Las consecuencias del confinamiento han sido en cierto modo sorprendentes, pues algunas personas han dejado de consumir al verse alejados de su entorno habitual sin necesitar ningún otro tipo de ayuda, mientras que otras lo que han hecho es incrementar el consumo de su sustancia/comportamiento de elección.

Lo que sí ha hecho el confinamiento es evidenciar en sus entornos familiares la existencia de un problema, pues el consumo que se producía en la calle o con amigos y se diluía a la vista de los familiares, en el confinamiento se ha hecho claramente visible.

Asumiendo que estas semanas de confinamiento van a desencadenar una crisis económica duradera, y que la precariedad laboral y la pobreza exponen más a determinados trastornos, ¿esto significa que probablemente aumentará la cantidad de personas con adicciones en España?

Posiblemente, sí. Los organismos competentes deberían hacer un gran esfuerzo en la prevención en el momento actual e intentar ofrecer un tratamiento de calidad a aquellos que lo necesiten. Desde Recal pondremos nuestro granito de arena en ofrecer ambas cosas.

¿El hecho de habernos visto forzados a permanecer en casa hace que en algunas personas aumenten las probabilidades de desarrollar adicciones? Y si es así, ¿la salida del confinamiento puede contribuir a que muchas de estas adicciones incipientes desaparezcan sin necesidad de buscar ayuda profesional, tan sólo con el cambio de hábitos?

En la adicción hay tres fases: uso, abuso y dependencia. Si lo que se produce durante el confinamiento es un abuso podría desaparecer espontáneamente, es decir, como usted dice, simplemente con el cambio de hábitos.

Pero si lo que se desarrolla es una adicción estamos hablando de algo mucho más serio que no desaparece únicamente con variar la conducta ni los hábitos, sino que persiste más allá de ellos y que en muchos casos necesita otro tipo de intervención, y en ocasiones otro tipo de profesional.

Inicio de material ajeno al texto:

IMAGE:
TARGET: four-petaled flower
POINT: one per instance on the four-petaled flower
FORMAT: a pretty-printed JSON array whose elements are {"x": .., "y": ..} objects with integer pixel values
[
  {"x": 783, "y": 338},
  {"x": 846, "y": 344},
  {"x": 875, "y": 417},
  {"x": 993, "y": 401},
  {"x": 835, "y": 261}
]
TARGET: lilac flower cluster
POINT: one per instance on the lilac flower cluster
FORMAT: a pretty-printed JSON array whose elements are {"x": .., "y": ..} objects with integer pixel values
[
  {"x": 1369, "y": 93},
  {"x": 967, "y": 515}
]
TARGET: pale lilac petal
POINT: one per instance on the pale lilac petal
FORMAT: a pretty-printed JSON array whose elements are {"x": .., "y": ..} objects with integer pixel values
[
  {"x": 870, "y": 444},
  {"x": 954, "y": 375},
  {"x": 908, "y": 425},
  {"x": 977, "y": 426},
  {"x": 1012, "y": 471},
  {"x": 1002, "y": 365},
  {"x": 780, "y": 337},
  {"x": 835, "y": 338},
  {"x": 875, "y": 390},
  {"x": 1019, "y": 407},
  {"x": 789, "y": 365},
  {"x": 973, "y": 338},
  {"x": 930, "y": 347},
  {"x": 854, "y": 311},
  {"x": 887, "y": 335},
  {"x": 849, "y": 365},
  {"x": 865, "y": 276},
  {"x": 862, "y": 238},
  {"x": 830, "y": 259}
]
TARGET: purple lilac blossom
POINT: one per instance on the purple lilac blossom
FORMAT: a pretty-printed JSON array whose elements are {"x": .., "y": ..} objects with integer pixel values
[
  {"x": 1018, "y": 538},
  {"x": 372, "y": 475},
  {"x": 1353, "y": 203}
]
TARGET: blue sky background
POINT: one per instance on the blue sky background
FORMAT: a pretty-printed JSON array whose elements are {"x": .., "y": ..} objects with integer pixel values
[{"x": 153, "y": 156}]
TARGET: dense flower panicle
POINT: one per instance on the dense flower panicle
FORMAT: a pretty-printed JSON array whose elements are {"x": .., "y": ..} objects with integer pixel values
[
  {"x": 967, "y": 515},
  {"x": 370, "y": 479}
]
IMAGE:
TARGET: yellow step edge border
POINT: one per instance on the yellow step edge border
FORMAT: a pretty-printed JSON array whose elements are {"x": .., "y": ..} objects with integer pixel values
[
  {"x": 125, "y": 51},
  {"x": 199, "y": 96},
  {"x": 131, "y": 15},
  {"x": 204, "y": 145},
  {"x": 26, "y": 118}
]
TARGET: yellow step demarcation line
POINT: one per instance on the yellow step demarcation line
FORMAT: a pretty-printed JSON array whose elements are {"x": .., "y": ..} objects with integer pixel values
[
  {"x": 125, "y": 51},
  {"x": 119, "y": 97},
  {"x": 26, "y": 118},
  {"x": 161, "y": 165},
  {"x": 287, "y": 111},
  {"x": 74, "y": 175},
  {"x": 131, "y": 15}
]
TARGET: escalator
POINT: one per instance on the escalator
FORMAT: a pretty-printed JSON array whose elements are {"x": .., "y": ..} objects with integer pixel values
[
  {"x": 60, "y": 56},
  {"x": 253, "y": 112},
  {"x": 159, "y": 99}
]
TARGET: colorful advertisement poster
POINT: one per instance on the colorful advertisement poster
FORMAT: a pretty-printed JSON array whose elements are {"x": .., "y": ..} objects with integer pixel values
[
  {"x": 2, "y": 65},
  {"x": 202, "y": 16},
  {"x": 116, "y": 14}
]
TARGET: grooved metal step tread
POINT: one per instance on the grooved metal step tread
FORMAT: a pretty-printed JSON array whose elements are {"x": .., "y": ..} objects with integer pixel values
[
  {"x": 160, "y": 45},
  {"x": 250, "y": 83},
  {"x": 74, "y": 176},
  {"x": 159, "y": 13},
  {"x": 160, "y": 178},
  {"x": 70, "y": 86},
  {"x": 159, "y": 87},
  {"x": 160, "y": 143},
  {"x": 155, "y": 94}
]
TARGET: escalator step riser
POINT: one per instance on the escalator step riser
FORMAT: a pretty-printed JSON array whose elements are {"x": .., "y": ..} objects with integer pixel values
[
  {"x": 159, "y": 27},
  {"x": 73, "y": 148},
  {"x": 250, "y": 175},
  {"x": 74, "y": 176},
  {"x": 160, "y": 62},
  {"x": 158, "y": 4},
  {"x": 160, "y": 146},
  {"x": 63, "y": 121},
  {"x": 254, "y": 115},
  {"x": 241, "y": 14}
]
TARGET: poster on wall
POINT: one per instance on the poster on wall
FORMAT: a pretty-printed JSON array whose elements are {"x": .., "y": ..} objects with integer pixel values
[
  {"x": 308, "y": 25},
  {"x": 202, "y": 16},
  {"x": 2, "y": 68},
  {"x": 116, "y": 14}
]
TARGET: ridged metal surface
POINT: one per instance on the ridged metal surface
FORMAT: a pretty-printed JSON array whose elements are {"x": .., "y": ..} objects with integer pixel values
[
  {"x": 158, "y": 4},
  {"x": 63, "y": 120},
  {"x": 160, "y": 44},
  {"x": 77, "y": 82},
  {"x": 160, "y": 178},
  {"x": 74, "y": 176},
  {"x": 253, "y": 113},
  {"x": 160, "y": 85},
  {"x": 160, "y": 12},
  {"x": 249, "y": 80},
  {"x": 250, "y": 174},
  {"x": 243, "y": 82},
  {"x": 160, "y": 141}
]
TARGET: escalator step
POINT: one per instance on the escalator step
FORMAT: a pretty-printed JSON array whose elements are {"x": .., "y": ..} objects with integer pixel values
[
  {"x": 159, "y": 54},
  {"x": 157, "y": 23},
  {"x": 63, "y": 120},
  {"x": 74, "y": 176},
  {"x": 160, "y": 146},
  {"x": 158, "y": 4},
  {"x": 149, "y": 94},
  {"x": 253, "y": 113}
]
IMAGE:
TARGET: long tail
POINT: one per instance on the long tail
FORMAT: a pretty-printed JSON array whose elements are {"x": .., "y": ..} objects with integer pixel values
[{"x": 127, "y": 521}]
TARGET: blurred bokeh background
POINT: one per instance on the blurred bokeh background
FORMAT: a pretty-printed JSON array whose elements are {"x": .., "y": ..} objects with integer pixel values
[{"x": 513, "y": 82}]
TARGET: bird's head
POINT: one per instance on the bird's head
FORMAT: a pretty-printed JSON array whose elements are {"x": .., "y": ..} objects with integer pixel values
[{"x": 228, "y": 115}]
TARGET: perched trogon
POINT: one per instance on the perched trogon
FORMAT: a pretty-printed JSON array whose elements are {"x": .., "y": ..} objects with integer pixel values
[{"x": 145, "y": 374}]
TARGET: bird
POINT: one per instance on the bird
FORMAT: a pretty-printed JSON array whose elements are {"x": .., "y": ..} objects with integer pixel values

¿Qué es lo que hace una entidad como Fundación Recal para facilitar que las personas con un historial de consumo de drogas no recaigan debido al malestar generado por estos tiempos convulsos?

Nosotros mantenemos nuestros grupos y también unos grupos que llamamos de postratamiento, en los que seguimos dando apoyo y seguimiento a nuestros pacientes. Hemos realizado estos grupos presencialmente cuando ha sido posible y telemáticamente cuando no, mantenido su motivación a seguir en abstinencia ofreciéndoles las mismas herramientas de siempre.

Si se vuelve a producir una segunda ola de contagios y hay que volver al confinamiento, ¿qué deben tener en cuenta las familias que convivan con una persona con problemas de adicciones?

Para la familia es muy complicada esta situación, deben saber poner límites en caso de que fuera necesario y pedir ayuda profesional en los casos que así lo requieren.

Sería conveniente que prestaran especial atención a las conductas de control y a su tendencia a intentar solucionar los problemas y consecuencias que el consumo ha tenido en su familiar.